The AI reads raw data — but you get a presentation. Both render from a single search result with zero tokens: dumb template code, never the model. Columns to scan, or a living map to explore. Every file path is clickable — open it and a pre-edit briefing sits above the code; a breadcrumb lets you step back through wherever you came from. Time and git make it move.
RLS cut-over lesson
Phase 2.4 decision
test locks it
2 days ago · cut-over
4 days ago · ADR
3 wks ago · check freshness
Smart for free.
Brilliant on purpose.
You're never forced to spend a token. Bootstrap gives you a working memory for nothing. Power Mode is a deliberate upgrade — and every stamp it writes is reversible, tagged by origin (bootstrap · power · live · human). Undo anything, anytime.
Bootstrap
Point recall at your repo. It indexes git, code and existing docs token-free — instant base intelligence. Nothing to opt into, nothing to pay.
Power Mode
A conscious choice. The AI reads the hotspots, understands them, and stamps richer nodes — the real why, synonyms, sharper links. Costs tokens once. Fully reversible.
Living memory
From then on every commit auto-wires new links — even human commits, retroactively. The graph compounds: less effort over time, more precision. It only gets smarter.
Even the AIs that
can't see your disk.
A browser-based AI can't read your local code or git history. So a tiny local bridge does — and only the finished 3-level answer ever leaves your machine, never the code. The website is the gatekeeper: it checks your plan and token, the bridge does the reading. Same protocol as our CMS AI-bridge. Copy-paste today, MCP connector tomorrow.
When you contradict
the record, it knows.
A memory rots because nobody notices when reality diverges from it. recall notices the instant you write. If your change contradicts a pinned note, it flags the drift and offers the fix — you approve, and the truth stays current. A sprint plan that's always up to date.

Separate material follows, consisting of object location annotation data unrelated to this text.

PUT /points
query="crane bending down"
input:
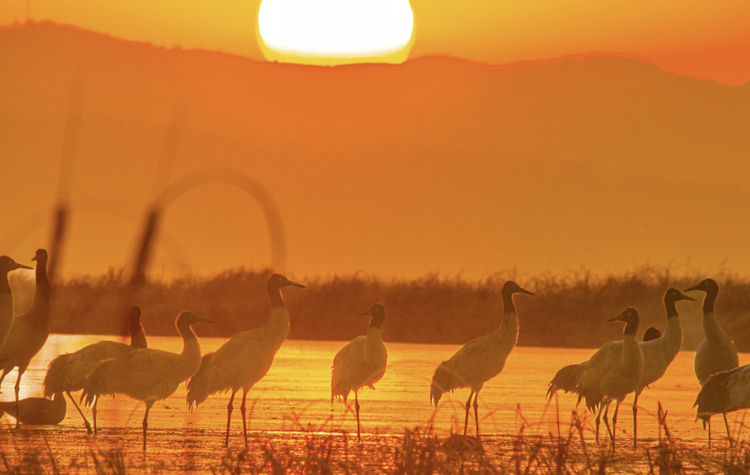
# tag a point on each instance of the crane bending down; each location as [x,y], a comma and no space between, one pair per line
[7,265]
[361,362]
[146,374]
[658,354]
[29,331]
[67,372]
[481,359]
[245,358]
[36,410]
[716,353]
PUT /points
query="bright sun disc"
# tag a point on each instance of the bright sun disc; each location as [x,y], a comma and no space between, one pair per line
[335,28]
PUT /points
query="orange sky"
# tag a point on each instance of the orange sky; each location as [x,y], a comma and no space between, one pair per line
[703,39]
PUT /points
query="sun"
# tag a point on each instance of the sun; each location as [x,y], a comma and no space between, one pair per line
[329,32]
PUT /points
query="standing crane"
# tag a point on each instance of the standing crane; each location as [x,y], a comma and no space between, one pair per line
[148,375]
[7,265]
[67,372]
[716,353]
[361,362]
[481,359]
[658,354]
[245,358]
[29,331]
[611,375]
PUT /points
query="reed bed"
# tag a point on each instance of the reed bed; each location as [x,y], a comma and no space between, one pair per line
[568,311]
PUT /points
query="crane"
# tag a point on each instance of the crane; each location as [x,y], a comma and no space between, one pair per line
[148,375]
[245,358]
[29,331]
[481,359]
[67,372]
[36,410]
[716,353]
[7,265]
[658,354]
[361,362]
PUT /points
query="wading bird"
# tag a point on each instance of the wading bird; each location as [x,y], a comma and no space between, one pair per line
[29,332]
[67,372]
[245,358]
[612,375]
[717,352]
[7,265]
[658,353]
[361,362]
[36,410]
[147,375]
[481,359]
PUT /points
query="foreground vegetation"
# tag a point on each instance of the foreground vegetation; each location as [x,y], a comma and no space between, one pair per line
[568,311]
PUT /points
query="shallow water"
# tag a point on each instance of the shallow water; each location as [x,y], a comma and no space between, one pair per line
[295,394]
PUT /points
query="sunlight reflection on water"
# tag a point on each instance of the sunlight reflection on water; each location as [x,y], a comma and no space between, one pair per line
[295,394]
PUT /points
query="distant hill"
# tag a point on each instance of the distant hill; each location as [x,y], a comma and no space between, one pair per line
[432,165]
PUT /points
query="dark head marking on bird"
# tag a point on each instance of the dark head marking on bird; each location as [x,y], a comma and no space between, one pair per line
[670,298]
[510,288]
[629,316]
[377,312]
[711,288]
[651,333]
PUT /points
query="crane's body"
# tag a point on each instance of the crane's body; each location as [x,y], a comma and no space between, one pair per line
[361,362]
[67,372]
[7,265]
[481,359]
[29,331]
[148,375]
[245,358]
[36,410]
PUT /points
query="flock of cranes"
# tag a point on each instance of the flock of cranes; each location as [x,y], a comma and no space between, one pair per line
[149,375]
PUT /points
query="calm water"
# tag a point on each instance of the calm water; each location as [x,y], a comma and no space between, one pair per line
[295,394]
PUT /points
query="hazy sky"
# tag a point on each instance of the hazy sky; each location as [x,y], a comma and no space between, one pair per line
[704,39]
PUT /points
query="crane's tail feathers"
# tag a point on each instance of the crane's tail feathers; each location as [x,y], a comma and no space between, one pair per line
[567,379]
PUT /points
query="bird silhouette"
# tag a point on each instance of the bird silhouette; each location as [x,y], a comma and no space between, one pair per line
[658,353]
[36,410]
[245,358]
[29,331]
[148,375]
[67,372]
[361,362]
[7,265]
[716,353]
[611,375]
[481,359]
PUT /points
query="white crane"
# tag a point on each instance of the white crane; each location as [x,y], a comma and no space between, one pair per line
[7,265]
[361,362]
[29,331]
[658,354]
[716,353]
[481,359]
[245,358]
[148,375]
[611,375]
[67,372]
[36,410]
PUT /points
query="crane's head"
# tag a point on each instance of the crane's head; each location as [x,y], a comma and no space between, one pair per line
[511,287]
[629,316]
[707,285]
[8,265]
[377,312]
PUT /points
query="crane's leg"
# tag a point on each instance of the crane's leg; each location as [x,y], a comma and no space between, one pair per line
[468,406]
[356,406]
[244,424]
[85,421]
[230,407]
[476,411]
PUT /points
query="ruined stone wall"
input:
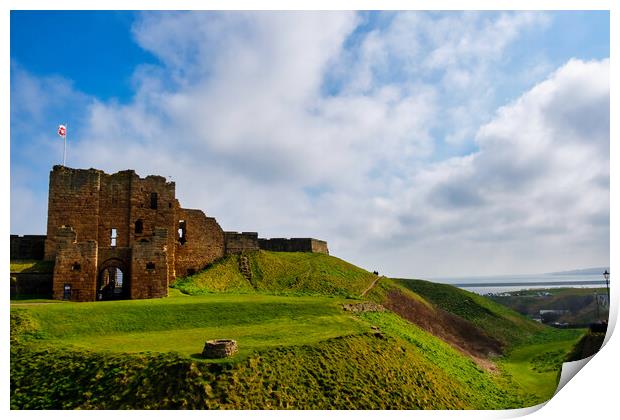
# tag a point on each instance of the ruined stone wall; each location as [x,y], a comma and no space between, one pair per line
[27,247]
[146,193]
[76,266]
[149,266]
[239,242]
[199,241]
[293,245]
[73,201]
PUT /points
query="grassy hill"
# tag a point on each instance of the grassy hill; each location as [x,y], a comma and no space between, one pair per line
[436,347]
[280,272]
[144,354]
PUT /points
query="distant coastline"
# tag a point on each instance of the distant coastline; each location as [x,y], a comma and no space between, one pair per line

Your write's anchors are recalled against the record. High overlap + opposite meaning = drift. Caught at write-time, not in a review three weeks later.
recall proposes the heal — update the note, or supersede it with a new one that links back (supersedes →). The old decision stays in history, never lost.
Nothing changes without your OK. You approve, recall re-stamps to the new SHA, and the graph is true again. The plan is, by construction, always current.
“You've done this
before. It bit you.”
recall isn't a linter — it won't invent new bugs. But the moment you start repeating a mistake you already documented, it puts the old trap and its fix in front of you, in microseconds. The owner's first rule made mechanical: never make the same mistake twice.